Asked by ww

In an elastic collision,
energy is conserved.

All Answers 1

Answered by GPT-5 mini AI
Mostly true — with a clarification.

In a perfectly elastic collision (and assuming an isolated system, no external forces), total kinetic energy is conserved. Momentum is also conserved.
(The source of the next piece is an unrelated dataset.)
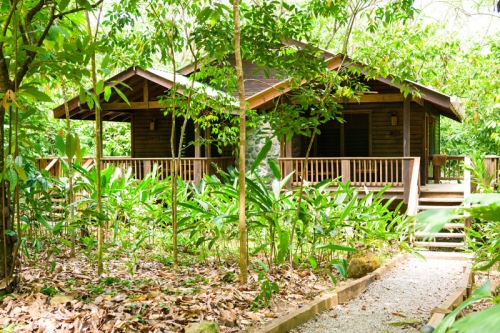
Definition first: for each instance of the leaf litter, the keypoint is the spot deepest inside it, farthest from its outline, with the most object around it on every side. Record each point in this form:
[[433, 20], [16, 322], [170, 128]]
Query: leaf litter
[[155, 298]]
In one dimension for two masses m1, m2 with initial velocities v1, v2 and final velocities v1', v2':

- Momentum: m1 v1 + m2 v2 = m1 v1' + m2 v2'
- Kinetic energy: 1/2 m1 v1^2 + 1/2 m2 v2^2 = 1/2 m1 v1'^2 + 1/2 m2 v2'^2

Solving these gives the standard results
v1' = [(m1 - m2)/(m1 + m2)] v1 + [2 m2/(m1 + m2)] v2
v2' = [2 m1/(m1 + m2)] v1 + [(m2 - m1)/(m1 + m2)] v2

A compact physical statement: in the center-of-mass frame the velocities are simply reversed (relative velocity changes sign): v1' - v2' = −(v1 - v2).

Caveats:
- "Energy is conserved" is always true in the sense of total energy (including internal, thermal, potential, etc.). For an elastic collision specifically the kinetic energy is conserved; in inelastic collisions some kinetic energy is converted into other forms (heat, deformation, rotation).
- Conservation requires an isolated system with no external work or nonconservative forces doing net work.